I nuovi carichi avrebbero causato i primi problemi fisici ai dipendenti
SAN NICOLA DI MELFI – Il Settore montaggio dello stabilimento Fiat Sata di Melfi continua a scioperare. Non si ferma, quindi la mob ilitazione  dei lavoratori che, da lunedì scorso, si sono ritrovati ,  improvvisamente, con una nuova organizzazione del lavoro.
Il 90% degli operai del settore montaggio, infatti, ha incrociato le braccia anche sabato scorso, dalle 9 alle 11 e ancora un’ora di sciopero si era già registra nel turno di notte (dalle 3.20 alle 4.20).
A sostenere lo sciopero dei lavoratori i delegati della Fiom e della FLMUniti-Cub.«Dopo le famose 21 giornate di lotta- denunciano i lavoratori – la situazione alla Fiat è peggiorata». E il passaggio decisivo, secondo molti lavoratori, è rappresentato dalle recenti elezioni per il rinnovo delle rsu. «I delegati sindacali vincitori – denunciano – non si sono fatti neanche vedere»e, pertanto, in molti vedono un legame tra i due eventi. E si dicono preoccupati per quanto succederà nei prossimi mesi.
La nuova organizzazione del lavoro, del resto, avrebbe dovuto essere concordata con i sindacati in un incontro fissato per il prossimo 23 ottobre. Non è solo una questione di forma.
Con il nuovo modello organizzativo, infatti, i carichi di lavoro aumentano per i lavoratori attualmente impegnati nello stabilimento.
E le conseguenze, proprio nel settore montaggio, non si sono fatte attendere.
«Nella giornata del 12 ottobre – spiega la FLMUniti – Cub – nell’area preparazione dove vengono utilizzati i lavoratori cosiddetti “limitati”( quelli cioè che a causa dei carichi di lavoro si sono ammalati), una lavoratrice si è infortunata e un’altra ha dovuto abbandonare il posto di lavoro e recarsi in infermeria sul turno di notte.Sono alcune delle conseguenze – conclude il sindacato – dovute ai carichi di lavoro imposti dalla Fiat, poiché viene fatto effettuare un lavoro incompatibile con lo stato di salute di alcuni dipendenti».
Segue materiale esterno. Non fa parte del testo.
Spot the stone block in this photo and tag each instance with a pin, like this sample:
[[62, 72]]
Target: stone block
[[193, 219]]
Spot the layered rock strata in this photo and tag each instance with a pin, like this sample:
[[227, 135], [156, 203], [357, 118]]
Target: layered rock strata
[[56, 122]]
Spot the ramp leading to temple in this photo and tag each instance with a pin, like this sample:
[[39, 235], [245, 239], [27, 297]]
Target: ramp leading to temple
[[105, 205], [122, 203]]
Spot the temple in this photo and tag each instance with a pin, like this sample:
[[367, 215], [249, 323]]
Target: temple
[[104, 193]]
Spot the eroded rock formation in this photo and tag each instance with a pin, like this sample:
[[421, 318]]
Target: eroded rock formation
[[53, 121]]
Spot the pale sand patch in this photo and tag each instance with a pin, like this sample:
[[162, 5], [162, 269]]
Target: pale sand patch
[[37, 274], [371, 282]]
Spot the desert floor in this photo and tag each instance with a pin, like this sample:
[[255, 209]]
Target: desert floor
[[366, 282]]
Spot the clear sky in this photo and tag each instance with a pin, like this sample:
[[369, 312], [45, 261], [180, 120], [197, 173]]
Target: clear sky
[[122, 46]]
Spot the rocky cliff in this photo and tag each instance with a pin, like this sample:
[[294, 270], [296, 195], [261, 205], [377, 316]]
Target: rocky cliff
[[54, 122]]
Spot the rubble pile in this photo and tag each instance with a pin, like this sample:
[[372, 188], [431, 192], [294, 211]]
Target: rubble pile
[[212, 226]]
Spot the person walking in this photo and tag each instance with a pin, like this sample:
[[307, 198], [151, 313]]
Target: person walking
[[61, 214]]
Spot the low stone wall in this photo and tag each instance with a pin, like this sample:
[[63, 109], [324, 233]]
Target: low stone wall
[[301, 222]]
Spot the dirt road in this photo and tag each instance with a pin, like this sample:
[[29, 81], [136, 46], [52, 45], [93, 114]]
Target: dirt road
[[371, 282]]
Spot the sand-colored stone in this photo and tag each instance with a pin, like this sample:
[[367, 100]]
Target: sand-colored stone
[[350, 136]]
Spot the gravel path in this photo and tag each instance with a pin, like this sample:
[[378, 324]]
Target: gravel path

Quanto andrà avanti lo sciopero dei lavoratori?
A quanto sembra fino a quando il problema non sarà risolto. A creare ulteriori tensioni, nei giorni scorsi, anche l’atteggiamento di alcuni responsabili aziendali che, a quanto sembra, avrebbero allontanato un delegato rsu dalla Fiom, adducendo la motivazione che a lui non era consentito parlare con i lavoratori. Il sospetto, allora, che le condizioni stiano gradualmente peggiorando alla Fiat si fa più concreto.
E il fatto che in uno dei settori principali dello stabilimento – il blocco del montaggio implica il rallentamento di tutta la produzione – l’adesione agli scioperi si apressocché totale, fa pensare che il malessere sia molto diffuso. E i lavoratori che parlano – rigorosamente nell’anonimato – non fanno che confermarlo.
Il punto ora è: i sindacati sono pronti a recepire il malessere?